6. Either the date of the trial judge's signature on the findings or the district clerk's letter must be a misprint as the letter purported to send the trial judge's signed findings to applicant's counsel before the date that they were signed.
7. The trial judge had twenty days after the time allowed for the State to file its answer to decide whether the application raised controverted, previously unresolved factual issues material to the legality of applicant's confinement. See Tex.Code Crim. Proc . art. 11.07, § 3(c) (“Within 20 days of the expiration of the time in which the state is allowed to answer, it shall be the duty of the convicting court to decide whether there are controverted, previously unresolved facts material to the legality of the applicant's confinement.”). In the present case, then, the trial judge had until March 17th to decide if there were unresolved factual issues to decide. Applicant's counsel was thus on notice that there should be some word from the trial judge on or before March 17th concerning whether there were any factual issues that still needed to be resolved. In fact, the trial judge determined that there were no unresolved factual issues on February 28th in his signed findings of fact. If applicant did not receive the district clerk's notification of the trial judge's signing, he should have checked with the district clerk on or immediately after March 17th to see if the trial judge had decided that there were unresolved factual issues and had entered an order to that effect. Tex.Code Crim. Proc. art. 11.07, § 3(d). If no such order had been entered, then the trial judge must “immediately” transmit the application and all associated materials to this Court.

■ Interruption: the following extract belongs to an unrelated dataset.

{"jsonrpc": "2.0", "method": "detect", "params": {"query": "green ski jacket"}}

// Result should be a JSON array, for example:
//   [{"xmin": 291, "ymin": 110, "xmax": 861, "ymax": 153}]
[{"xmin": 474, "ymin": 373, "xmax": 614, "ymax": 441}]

Id., § 3(c). Any failure of the trial judge in entering such an order within 20 days is deemed a finding that there are no disputed fact issues to resolve, and, once again, the trial judge must immediately send all of the materials to this Court. Id.
8. Applicant has submitted a copy of the district clerk's letter dated February 26, 2013, with counsel's address exactly as he had written it on the original application, but with a notation in an unknown handwriting that it was “resent to atty on 4–29–13.”
9. Unfortunately, there is nothing in the writ record that substantiates this statement. Applicant could have (1) attached a file-stamped copy of his abeyance request to his present motion, (2) requested an affidavit from the trial judge concerning her memory of this fact, (3) filed his own affidavit in the trial court and asked that it be sent to this Court as part of a supplemental record, or (4) applied for a supplemental record containing his written request for abeyance if he had filed a written request.
10. See Gibson v. Dallas County District Clerk, 275 S.W.3d 491, 492 (Tex.Crim.App.2009) (“Article 11.07 does not authorize the trial court to extend the time limitations imposed by the statute, other than by a timely entry of an order designating issues.”). Absent such an order, the district clerk has a ministerial duty to “immediately” transmit all materials to this Court for final review. Id.
11. Tex.Code Crim. Proc. art. 11.07, § 3(c).
13. Best practices include filing all materials with the trial court before the trial judge has signed his findings of fact and made his recommendation to this Court. But an applicant is not foreclosed from amending or supplementing his materials even after the application is forwarded to this Court, as long as those materials are filed in the trial court. The trial judge, however, may be powerless to make supplemental or amended findings based on the additional material unless we remand the case to the trial court.